Moreover, the model suggests the existence of the saturation of work hardening that has been widely reported in RCF tested bearing steels [8,13]. According to Equation (5), the dislocation density evolution rate gradually decreases with increasing dislocation density. A plateau is reached when $\frac{\mathrm{d}\rho }{\mathrm{d}\gamma }=0$. Hence, the saturation dislocation density can be estimated to be ${\left(\frac{k_1}{bf}\right)}^2$, which is equal to 2.4 × 10${}^{16}$ m${}^{-2}$ for 100Cr6 with the given coefficient values.

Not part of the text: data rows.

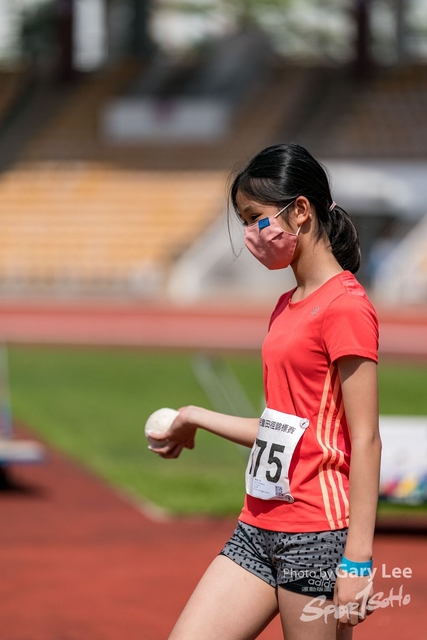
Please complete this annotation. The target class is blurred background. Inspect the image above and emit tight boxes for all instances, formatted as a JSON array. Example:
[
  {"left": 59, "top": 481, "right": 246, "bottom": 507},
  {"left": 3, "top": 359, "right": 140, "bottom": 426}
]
[
  {"left": 1, "top": 0, "right": 427, "bottom": 302},
  {"left": 0, "top": 2, "right": 427, "bottom": 639}
]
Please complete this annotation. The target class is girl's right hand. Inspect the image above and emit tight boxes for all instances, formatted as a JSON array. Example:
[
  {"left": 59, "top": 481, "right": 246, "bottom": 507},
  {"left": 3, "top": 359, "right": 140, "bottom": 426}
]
[{"left": 147, "top": 406, "right": 198, "bottom": 459}]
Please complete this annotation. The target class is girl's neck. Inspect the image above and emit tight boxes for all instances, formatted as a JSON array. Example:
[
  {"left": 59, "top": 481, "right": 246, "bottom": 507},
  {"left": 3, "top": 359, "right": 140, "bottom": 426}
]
[{"left": 290, "top": 244, "right": 343, "bottom": 303}]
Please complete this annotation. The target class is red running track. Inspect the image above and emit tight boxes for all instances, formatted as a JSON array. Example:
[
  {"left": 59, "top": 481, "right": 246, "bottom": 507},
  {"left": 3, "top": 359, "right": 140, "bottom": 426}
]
[
  {"left": 0, "top": 303, "right": 426, "bottom": 638},
  {"left": 0, "top": 428, "right": 426, "bottom": 640},
  {"left": 0, "top": 302, "right": 427, "bottom": 357}
]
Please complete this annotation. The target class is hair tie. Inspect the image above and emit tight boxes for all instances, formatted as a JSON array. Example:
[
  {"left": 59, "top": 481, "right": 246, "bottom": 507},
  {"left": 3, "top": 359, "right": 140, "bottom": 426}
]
[{"left": 329, "top": 201, "right": 337, "bottom": 212}]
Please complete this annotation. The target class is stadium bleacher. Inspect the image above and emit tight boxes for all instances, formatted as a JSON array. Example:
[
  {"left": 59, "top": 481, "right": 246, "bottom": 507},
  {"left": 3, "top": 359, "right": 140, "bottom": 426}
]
[
  {"left": 2, "top": 51, "right": 427, "bottom": 299},
  {"left": 0, "top": 56, "right": 311, "bottom": 297},
  {"left": 0, "top": 163, "right": 225, "bottom": 295},
  {"left": 300, "top": 64, "right": 427, "bottom": 159},
  {"left": 21, "top": 61, "right": 309, "bottom": 170}
]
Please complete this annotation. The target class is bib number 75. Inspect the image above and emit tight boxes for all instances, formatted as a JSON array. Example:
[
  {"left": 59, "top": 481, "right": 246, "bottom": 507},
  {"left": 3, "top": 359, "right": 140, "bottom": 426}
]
[
  {"left": 245, "top": 407, "right": 309, "bottom": 501},
  {"left": 248, "top": 438, "right": 285, "bottom": 483}
]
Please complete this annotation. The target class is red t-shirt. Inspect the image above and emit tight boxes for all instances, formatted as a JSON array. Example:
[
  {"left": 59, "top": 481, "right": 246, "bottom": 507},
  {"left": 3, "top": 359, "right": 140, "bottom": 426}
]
[{"left": 239, "top": 271, "right": 379, "bottom": 533}]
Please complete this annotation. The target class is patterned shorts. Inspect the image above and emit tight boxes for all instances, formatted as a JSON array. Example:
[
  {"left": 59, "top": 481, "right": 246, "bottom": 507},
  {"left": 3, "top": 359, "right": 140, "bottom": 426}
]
[{"left": 220, "top": 521, "right": 348, "bottom": 599}]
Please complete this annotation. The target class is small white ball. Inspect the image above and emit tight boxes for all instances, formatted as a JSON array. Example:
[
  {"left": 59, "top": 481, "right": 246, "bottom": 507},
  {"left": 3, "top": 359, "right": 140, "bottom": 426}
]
[{"left": 145, "top": 407, "right": 179, "bottom": 449}]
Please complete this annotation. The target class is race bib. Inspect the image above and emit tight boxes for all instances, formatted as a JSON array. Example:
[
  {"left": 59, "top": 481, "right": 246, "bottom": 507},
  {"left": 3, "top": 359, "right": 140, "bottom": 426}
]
[{"left": 245, "top": 407, "right": 309, "bottom": 502}]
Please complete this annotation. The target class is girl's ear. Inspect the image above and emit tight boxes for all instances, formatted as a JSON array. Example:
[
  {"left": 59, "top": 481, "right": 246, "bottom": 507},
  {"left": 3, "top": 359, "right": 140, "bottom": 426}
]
[{"left": 294, "top": 196, "right": 312, "bottom": 225}]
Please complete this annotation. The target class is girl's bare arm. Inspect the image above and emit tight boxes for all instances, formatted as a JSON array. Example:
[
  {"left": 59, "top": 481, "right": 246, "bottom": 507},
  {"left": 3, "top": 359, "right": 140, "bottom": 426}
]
[{"left": 148, "top": 406, "right": 259, "bottom": 458}]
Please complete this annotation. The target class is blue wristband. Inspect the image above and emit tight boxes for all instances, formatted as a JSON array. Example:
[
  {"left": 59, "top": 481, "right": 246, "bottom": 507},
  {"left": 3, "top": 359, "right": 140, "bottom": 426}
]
[{"left": 339, "top": 556, "right": 373, "bottom": 576}]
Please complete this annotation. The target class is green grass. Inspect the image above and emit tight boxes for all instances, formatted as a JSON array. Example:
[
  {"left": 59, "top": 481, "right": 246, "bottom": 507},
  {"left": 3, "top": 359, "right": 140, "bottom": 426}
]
[
  {"left": 8, "top": 346, "right": 261, "bottom": 515},
  {"left": 7, "top": 346, "right": 427, "bottom": 516},
  {"left": 378, "top": 362, "right": 427, "bottom": 415}
]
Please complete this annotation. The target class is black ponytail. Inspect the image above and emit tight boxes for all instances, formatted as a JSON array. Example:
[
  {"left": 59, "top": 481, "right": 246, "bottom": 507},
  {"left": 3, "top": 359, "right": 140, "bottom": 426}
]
[
  {"left": 325, "top": 205, "right": 361, "bottom": 273},
  {"left": 230, "top": 143, "right": 361, "bottom": 274}
]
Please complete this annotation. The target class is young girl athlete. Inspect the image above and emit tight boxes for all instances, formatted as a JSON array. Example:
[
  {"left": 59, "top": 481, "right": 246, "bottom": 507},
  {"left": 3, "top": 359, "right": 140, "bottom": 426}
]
[{"left": 149, "top": 143, "right": 381, "bottom": 640}]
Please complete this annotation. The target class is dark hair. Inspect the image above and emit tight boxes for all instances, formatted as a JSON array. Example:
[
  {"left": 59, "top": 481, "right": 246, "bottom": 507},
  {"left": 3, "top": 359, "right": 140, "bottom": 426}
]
[{"left": 229, "top": 143, "right": 361, "bottom": 273}]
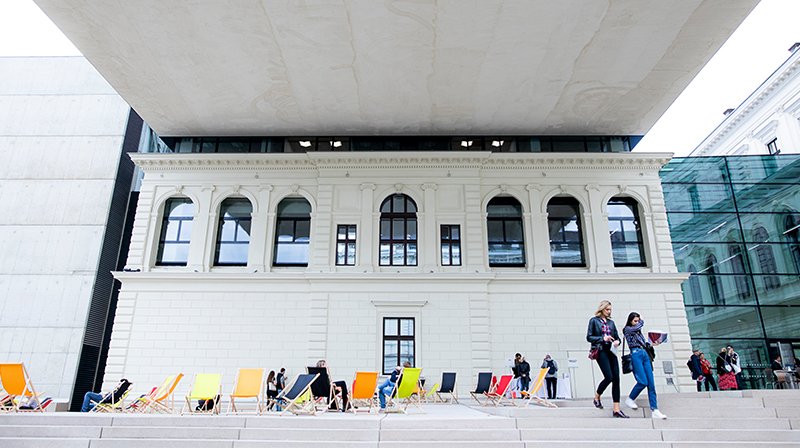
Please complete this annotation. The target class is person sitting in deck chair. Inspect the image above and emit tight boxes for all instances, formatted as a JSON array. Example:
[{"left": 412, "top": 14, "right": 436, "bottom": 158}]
[
  {"left": 316, "top": 359, "right": 350, "bottom": 412},
  {"left": 379, "top": 361, "right": 411, "bottom": 410},
  {"left": 80, "top": 378, "right": 132, "bottom": 412}
]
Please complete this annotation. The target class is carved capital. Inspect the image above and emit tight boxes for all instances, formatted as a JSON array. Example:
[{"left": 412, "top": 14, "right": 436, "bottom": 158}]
[
  {"left": 585, "top": 183, "right": 599, "bottom": 192},
  {"left": 394, "top": 183, "right": 404, "bottom": 193},
  {"left": 421, "top": 183, "right": 438, "bottom": 191},
  {"left": 359, "top": 183, "right": 376, "bottom": 191},
  {"left": 259, "top": 184, "right": 274, "bottom": 192},
  {"left": 525, "top": 183, "right": 541, "bottom": 192}
]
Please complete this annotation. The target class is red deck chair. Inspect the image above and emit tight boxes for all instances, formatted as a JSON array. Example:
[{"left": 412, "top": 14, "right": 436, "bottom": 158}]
[{"left": 484, "top": 374, "right": 513, "bottom": 406}]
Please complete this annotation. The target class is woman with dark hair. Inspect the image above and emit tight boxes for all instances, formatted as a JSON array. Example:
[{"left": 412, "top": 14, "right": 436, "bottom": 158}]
[
  {"left": 622, "top": 312, "right": 667, "bottom": 419},
  {"left": 586, "top": 300, "right": 626, "bottom": 418},
  {"left": 717, "top": 347, "right": 738, "bottom": 390}
]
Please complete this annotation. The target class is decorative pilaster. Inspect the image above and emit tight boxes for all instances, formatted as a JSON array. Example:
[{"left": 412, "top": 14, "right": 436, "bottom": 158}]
[
  {"left": 188, "top": 186, "right": 213, "bottom": 272},
  {"left": 421, "top": 183, "right": 438, "bottom": 271},
  {"left": 359, "top": 183, "right": 376, "bottom": 271}
]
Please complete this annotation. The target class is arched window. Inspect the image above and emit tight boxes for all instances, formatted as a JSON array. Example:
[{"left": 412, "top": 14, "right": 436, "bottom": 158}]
[
  {"left": 213, "top": 198, "right": 252, "bottom": 266},
  {"left": 547, "top": 196, "right": 585, "bottom": 267},
  {"left": 753, "top": 226, "right": 780, "bottom": 290},
  {"left": 785, "top": 214, "right": 800, "bottom": 274},
  {"left": 379, "top": 194, "right": 417, "bottom": 266},
  {"left": 487, "top": 196, "right": 525, "bottom": 267},
  {"left": 728, "top": 244, "right": 751, "bottom": 300},
  {"left": 156, "top": 197, "right": 194, "bottom": 266},
  {"left": 705, "top": 254, "right": 724, "bottom": 305},
  {"left": 686, "top": 264, "right": 704, "bottom": 316},
  {"left": 607, "top": 197, "right": 646, "bottom": 266},
  {"left": 273, "top": 197, "right": 311, "bottom": 266}
]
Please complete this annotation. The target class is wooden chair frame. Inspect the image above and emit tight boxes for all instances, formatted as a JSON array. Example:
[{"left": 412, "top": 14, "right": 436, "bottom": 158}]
[
  {"left": 384, "top": 367, "right": 423, "bottom": 414},
  {"left": 520, "top": 367, "right": 557, "bottom": 408},
  {"left": 228, "top": 368, "right": 265, "bottom": 415},
  {"left": 141, "top": 374, "right": 183, "bottom": 414},
  {"left": 469, "top": 372, "right": 493, "bottom": 406},
  {"left": 181, "top": 373, "right": 223, "bottom": 415},
  {"left": 484, "top": 374, "right": 513, "bottom": 407},
  {"left": 0, "top": 363, "right": 46, "bottom": 413},
  {"left": 280, "top": 373, "right": 320, "bottom": 416},
  {"left": 348, "top": 371, "right": 378, "bottom": 414},
  {"left": 434, "top": 372, "right": 459, "bottom": 404}
]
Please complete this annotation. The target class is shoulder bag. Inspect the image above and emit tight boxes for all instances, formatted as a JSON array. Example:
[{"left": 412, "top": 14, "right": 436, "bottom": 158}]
[{"left": 621, "top": 337, "right": 632, "bottom": 374}]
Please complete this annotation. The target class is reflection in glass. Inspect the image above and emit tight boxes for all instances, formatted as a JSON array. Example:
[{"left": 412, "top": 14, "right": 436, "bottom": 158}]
[
  {"left": 547, "top": 197, "right": 584, "bottom": 267},
  {"left": 705, "top": 254, "right": 725, "bottom": 305},
  {"left": 487, "top": 197, "right": 525, "bottom": 267},
  {"left": 335, "top": 224, "right": 357, "bottom": 266},
  {"left": 752, "top": 226, "right": 781, "bottom": 290},
  {"left": 608, "top": 197, "right": 645, "bottom": 266},
  {"left": 785, "top": 214, "right": 800, "bottom": 273},
  {"left": 273, "top": 197, "right": 312, "bottom": 266},
  {"left": 379, "top": 194, "right": 418, "bottom": 266},
  {"left": 440, "top": 224, "right": 461, "bottom": 266},
  {"left": 382, "top": 317, "right": 415, "bottom": 374},
  {"left": 156, "top": 198, "right": 194, "bottom": 266},
  {"left": 214, "top": 198, "right": 252, "bottom": 266}
]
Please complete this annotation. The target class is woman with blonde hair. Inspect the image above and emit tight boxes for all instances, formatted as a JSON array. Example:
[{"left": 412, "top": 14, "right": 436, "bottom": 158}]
[{"left": 586, "top": 300, "right": 627, "bottom": 418}]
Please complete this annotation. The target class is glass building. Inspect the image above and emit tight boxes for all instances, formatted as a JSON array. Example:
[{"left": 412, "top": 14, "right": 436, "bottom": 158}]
[{"left": 661, "top": 154, "right": 800, "bottom": 388}]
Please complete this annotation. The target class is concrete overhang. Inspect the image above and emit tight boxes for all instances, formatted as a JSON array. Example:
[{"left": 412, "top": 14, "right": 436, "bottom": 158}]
[{"left": 34, "top": 0, "right": 758, "bottom": 137}]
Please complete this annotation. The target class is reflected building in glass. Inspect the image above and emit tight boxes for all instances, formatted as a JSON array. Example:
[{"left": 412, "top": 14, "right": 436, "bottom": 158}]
[{"left": 662, "top": 154, "right": 800, "bottom": 388}]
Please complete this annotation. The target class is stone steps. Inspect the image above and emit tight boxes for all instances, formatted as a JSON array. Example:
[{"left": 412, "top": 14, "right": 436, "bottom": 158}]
[{"left": 1, "top": 393, "right": 800, "bottom": 447}]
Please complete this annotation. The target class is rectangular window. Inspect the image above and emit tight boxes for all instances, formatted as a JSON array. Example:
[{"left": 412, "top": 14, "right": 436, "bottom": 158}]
[
  {"left": 767, "top": 138, "right": 780, "bottom": 155},
  {"left": 440, "top": 224, "right": 462, "bottom": 266},
  {"left": 383, "top": 317, "right": 415, "bottom": 374},
  {"left": 335, "top": 224, "right": 357, "bottom": 266}
]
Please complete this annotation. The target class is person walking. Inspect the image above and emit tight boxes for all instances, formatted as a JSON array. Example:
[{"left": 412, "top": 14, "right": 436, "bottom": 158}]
[
  {"left": 587, "top": 300, "right": 626, "bottom": 418},
  {"left": 622, "top": 312, "right": 667, "bottom": 419},
  {"left": 717, "top": 347, "right": 738, "bottom": 390},
  {"left": 699, "top": 352, "right": 717, "bottom": 391},
  {"left": 542, "top": 354, "right": 558, "bottom": 399}
]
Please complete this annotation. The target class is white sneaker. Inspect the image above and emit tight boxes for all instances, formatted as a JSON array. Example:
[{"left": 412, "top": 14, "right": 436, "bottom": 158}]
[
  {"left": 651, "top": 409, "right": 667, "bottom": 419},
  {"left": 624, "top": 398, "right": 638, "bottom": 409}
]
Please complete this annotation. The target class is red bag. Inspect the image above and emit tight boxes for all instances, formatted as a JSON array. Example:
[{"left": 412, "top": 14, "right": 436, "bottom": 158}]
[{"left": 588, "top": 347, "right": 600, "bottom": 360}]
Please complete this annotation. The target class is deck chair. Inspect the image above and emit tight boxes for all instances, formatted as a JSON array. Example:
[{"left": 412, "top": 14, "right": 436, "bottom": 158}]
[
  {"left": 469, "top": 372, "right": 493, "bottom": 405},
  {"left": 484, "top": 374, "right": 513, "bottom": 406},
  {"left": 348, "top": 371, "right": 378, "bottom": 413},
  {"left": 141, "top": 374, "right": 183, "bottom": 413},
  {"left": 307, "top": 366, "right": 337, "bottom": 411},
  {"left": 91, "top": 389, "right": 132, "bottom": 413},
  {"left": 228, "top": 368, "right": 265, "bottom": 415},
  {"left": 125, "top": 386, "right": 157, "bottom": 413},
  {"left": 385, "top": 367, "right": 423, "bottom": 413},
  {"left": 182, "top": 373, "right": 222, "bottom": 415},
  {"left": 521, "top": 367, "right": 557, "bottom": 408},
  {"left": 280, "top": 373, "right": 319, "bottom": 415},
  {"left": 434, "top": 372, "right": 459, "bottom": 404},
  {"left": 0, "top": 363, "right": 47, "bottom": 412}
]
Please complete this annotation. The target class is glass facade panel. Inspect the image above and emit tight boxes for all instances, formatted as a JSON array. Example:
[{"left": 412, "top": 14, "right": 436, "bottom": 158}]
[{"left": 663, "top": 154, "right": 800, "bottom": 389}]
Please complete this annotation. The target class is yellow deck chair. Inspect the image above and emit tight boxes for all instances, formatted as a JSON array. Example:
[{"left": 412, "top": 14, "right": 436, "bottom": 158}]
[
  {"left": 521, "top": 367, "right": 557, "bottom": 408},
  {"left": 182, "top": 373, "right": 222, "bottom": 415},
  {"left": 91, "top": 389, "right": 132, "bottom": 413},
  {"left": 228, "top": 368, "right": 265, "bottom": 415},
  {"left": 142, "top": 374, "right": 183, "bottom": 413},
  {"left": 348, "top": 371, "right": 378, "bottom": 413},
  {"left": 0, "top": 363, "right": 45, "bottom": 412},
  {"left": 386, "top": 367, "right": 423, "bottom": 413}
]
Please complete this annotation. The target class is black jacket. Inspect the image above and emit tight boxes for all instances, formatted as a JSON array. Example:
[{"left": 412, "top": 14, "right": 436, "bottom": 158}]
[
  {"left": 586, "top": 316, "right": 619, "bottom": 350},
  {"left": 517, "top": 360, "right": 531, "bottom": 378},
  {"left": 688, "top": 354, "right": 702, "bottom": 380}
]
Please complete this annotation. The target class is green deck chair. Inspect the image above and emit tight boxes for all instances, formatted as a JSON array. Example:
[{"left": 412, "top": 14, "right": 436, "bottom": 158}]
[
  {"left": 181, "top": 373, "right": 222, "bottom": 415},
  {"left": 386, "top": 367, "right": 423, "bottom": 413}
]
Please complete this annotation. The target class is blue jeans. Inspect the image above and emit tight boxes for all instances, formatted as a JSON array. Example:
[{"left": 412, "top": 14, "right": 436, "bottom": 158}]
[
  {"left": 628, "top": 348, "right": 658, "bottom": 410},
  {"left": 81, "top": 392, "right": 104, "bottom": 412},
  {"left": 378, "top": 378, "right": 395, "bottom": 408}
]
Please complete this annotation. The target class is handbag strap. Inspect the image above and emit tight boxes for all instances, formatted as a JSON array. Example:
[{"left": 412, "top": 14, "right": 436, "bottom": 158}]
[{"left": 621, "top": 333, "right": 627, "bottom": 357}]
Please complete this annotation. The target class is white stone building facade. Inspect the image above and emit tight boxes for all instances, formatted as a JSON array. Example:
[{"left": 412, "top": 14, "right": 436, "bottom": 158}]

The proposed model can be further combined with other RCF models regarding crack formation and microstructural alterations to improve their prediction accuracy. It can be expected that the hardness of the matrix significantly affects the crack propagation rate [28]. Moreover, various types of microstructural alterations occurring during RCF such as white etching areas (WEAs), dark etching regions (DERs) and white etching bands (WEBs) are associated with a dislocation rearrangement [29], and the description of dislocation density evolution as presented in this research can facilitate understanding these microstructural features. Moreover, this research presents a methodology for studying the work hardening behaviour of different types of bearing steels undergoing RCF, from experiment to modelling.

4. Conclusions

Rolling contact loading-induced work hardening in GCr15 bearing steel is investigated in this research. Different subsurface hardness profiles are reproduced in rod specimens by RCF tests. Orthogonal shear stress is found to be responsible for work hardening under Hertzian contact. The extent of hardness increase is positively associated with the stress level and number of cycles. A dislocation-based work hardening model is established with material parameters and testing conditions incorporated. The model is capable of predicting the hardness change under RCF with any given rolling contact stress state and number of cycles. The model is validated by experiments from both this research and the literature.